Stating Feb. 1, the Federal Housing Authority is dropping its rule that blocked homes with government backed mortgages in foreclosure to be sold and then resold in 90 days. The rule is being suspended for a year and will have safeguards built into prevent fraud. Some have been known to purchase a distressed property, make minor repairs and then use straw buyers – people who never planned to pay off their FHA loan to buy the home. The original buyer of the foreclosed home would walk away with the money leaving the FHA holding the bag.

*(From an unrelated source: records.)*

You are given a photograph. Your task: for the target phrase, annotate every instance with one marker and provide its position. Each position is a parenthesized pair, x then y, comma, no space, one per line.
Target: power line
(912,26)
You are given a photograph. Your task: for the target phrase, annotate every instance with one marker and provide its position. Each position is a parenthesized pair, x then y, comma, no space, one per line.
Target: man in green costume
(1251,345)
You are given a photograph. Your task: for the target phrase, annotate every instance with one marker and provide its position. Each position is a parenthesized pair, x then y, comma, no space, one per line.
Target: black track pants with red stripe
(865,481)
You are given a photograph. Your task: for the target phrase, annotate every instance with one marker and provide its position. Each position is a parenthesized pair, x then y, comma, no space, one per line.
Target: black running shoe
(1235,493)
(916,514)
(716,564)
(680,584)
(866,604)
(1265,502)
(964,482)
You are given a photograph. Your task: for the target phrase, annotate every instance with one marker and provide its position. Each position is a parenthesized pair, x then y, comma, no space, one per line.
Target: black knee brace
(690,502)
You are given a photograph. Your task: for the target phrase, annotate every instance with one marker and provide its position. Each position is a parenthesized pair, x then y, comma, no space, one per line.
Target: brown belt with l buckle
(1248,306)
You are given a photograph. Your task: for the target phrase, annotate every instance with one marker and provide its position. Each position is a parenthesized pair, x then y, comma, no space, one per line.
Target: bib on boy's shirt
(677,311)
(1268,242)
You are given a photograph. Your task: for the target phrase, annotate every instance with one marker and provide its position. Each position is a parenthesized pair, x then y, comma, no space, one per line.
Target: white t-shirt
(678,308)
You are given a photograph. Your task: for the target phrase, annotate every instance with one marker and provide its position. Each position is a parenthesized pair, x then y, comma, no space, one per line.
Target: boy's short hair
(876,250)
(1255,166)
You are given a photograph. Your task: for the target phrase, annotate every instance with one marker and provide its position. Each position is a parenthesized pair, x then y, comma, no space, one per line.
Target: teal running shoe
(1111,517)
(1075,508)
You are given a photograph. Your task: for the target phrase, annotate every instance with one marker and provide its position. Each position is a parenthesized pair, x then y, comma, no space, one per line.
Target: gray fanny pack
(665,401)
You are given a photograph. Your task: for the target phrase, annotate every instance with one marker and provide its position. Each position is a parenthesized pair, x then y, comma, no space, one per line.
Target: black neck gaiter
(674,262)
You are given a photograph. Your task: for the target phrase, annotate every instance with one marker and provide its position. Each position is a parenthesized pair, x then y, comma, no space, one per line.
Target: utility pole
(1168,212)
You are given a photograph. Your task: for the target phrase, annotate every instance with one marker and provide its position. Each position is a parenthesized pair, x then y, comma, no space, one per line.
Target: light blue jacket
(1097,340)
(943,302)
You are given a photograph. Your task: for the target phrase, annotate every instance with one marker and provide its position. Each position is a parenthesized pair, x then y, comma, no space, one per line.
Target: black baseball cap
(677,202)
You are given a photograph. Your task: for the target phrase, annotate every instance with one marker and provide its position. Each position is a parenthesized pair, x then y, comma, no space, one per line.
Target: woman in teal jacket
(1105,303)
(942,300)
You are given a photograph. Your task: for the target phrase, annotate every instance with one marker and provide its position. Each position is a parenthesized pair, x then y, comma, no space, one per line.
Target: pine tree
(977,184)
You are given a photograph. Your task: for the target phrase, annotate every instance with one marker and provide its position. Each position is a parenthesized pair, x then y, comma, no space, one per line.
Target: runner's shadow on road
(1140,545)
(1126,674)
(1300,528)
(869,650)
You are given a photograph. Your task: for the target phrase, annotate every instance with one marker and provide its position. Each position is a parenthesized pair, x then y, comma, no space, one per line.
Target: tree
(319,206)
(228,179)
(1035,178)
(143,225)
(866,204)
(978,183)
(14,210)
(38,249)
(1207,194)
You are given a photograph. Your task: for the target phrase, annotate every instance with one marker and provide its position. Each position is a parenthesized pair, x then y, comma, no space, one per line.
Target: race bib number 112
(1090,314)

What has been happening were investors – who often pick up some of the most distressed and undervalued foreclosures at auction or rock bottom prices – are typically all cash buyers. Once they made repairs – usually in less than a month’s time – they are ready to sell. Those investors typically don’t want to wait the full 90 days which meant first-time buyers who almost always have to use FHA-backed loans were losing out. The homes then get sold to other investors who intend to hold on to them as rental property for the long haul.

The flipping of the homes is possible because prices of many are even below today’s market. Banks often can ill afford to wait to unload foreclosures due to the backlog and their need for cash flow although such a move arguably could bring prices up that they receive for distressed properties.

The FHA goal is to stabilize neighborhoods and to avoid them from going from foreclosure riddled to rental riddled.